On this day, though, it looks as though there will be no checks. Passengers are let straight off the ferry — and Vinnie O'Connor is relieved not to have to stop and attest to his citizenship.
"If it bugs me [to have to answer that question], I'm not going to say anything. I want to get through the line and get in my car and go home," O'Connor says.
It certainly bugs some people. William Ginsig, who lives on Orcas Island, encountered the checkpoint for the first time a couple of weeks ago.
"When we got there, there was this big guy, came over to the car. I rolled down the window, and he says, 'Oh, you're American, go ahead.' The hysterical part about all this is, my wife is a French citizen," Ginsig says.
Rights to Privacy
Upset islanders even called Seattle immigration lawyer Matt Adams, director of the Northwest Immigrant Rights Project, to give them a mini legal seminar.

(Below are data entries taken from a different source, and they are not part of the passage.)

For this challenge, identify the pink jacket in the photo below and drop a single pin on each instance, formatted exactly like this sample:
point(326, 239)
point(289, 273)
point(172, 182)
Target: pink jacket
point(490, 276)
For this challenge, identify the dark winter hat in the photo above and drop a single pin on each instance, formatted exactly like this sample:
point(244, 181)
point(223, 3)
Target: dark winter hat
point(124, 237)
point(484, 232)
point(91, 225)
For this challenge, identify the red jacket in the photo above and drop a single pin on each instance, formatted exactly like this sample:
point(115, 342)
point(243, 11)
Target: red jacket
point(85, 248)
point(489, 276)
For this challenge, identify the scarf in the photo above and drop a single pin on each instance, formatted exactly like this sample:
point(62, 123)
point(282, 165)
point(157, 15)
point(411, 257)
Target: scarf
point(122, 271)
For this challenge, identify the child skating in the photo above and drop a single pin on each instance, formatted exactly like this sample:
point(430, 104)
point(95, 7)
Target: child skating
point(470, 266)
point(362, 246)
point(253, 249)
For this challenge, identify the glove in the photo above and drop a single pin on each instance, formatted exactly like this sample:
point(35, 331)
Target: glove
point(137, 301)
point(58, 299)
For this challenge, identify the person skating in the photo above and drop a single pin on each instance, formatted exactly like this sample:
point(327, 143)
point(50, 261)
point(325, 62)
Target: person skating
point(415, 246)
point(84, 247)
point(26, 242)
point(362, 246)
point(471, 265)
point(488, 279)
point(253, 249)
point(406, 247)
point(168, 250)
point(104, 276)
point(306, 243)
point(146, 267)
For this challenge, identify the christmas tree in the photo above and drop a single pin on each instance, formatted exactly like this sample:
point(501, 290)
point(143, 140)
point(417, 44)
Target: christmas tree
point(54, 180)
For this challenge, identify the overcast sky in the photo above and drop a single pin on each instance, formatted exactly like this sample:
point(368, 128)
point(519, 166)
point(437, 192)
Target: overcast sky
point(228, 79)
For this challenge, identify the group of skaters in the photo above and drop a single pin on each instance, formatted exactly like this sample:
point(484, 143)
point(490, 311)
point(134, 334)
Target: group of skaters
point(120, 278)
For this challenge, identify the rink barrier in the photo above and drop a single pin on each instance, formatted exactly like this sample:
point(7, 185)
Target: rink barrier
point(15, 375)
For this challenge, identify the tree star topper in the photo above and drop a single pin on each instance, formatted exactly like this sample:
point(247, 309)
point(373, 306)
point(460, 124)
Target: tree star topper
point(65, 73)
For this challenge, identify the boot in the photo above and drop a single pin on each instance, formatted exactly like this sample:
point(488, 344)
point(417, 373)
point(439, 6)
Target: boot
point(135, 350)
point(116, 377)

"They can ask you where you're from; they can ask you to show your papers or to show your driver's license or to show your birth certificate — but you don't have to provide that information," Adams says.
Because these checkpoints are not on the border, people have a greater right to privacy, Adams says.
"What I suggest to individuals is to politely refuse to answer questions, and then if they still don't let you go, to say 'Am I under arrest? If I'm not under arrest, I'd like to continue on my way,' " he says.
There have been a few protests: A couple of passengers tried answering the citizenship question by flashing American flags that they had painted on their wrists. They were only delayed. But for illegal immigrants, the stakes are higher.
An Immigrant's Perspective
On San Juan Island, an illegal immigrant from Mexico watches the ferry arrive. Asking not to be identified, she says she no longer dares to go off the island.
"If you go off island and you don't have the whole family with you and you get stopped there, you're going to get deported, and what about the rest of your family?" she says.
She says she feels trapped — but not everyone is sympathetic.
"If you do something willfully and you say 'I'm not going to pay attention to this law,' and then that law catches up with you, then the right thing to do is accept the consequences," says Chris Clark, a longtime Friday Harbor resident.
Clark is annoyed at fellow islanders who oppose the checkpoints. He says the number of illegal immigrants on the islands has jumped in the past decade or so. Some locals complain about being undercut by illegal workers, especially in the landscaping business.
Tightening Security
Border Patrol spokesman Giuliano says it's time that enforcement caught up.
"The Border Patrol presence on the northern border was not really what we would have liked it to have been for a great many years," Giuliano says. "And in the wake of 9/11, we're starting to get resourced up, and we're finally reaching that point where we're doing these things that, in all honesty, we should have been doing all along."
Many locals acknowledge that border security probably needs to be tighter. But on these cozy islands, high security still comes as something of a culture shock.
"It's a visceral thing," says Howie Rosenfeld, chairman of the county council. "It just seems like we're not the free and brave country that we were. We seem to be sinking into some sort of a fear-based society."
Rosenfeld says he plans to cooperate with the checkpoints, but he hopes it isn't something he'll have to get used to.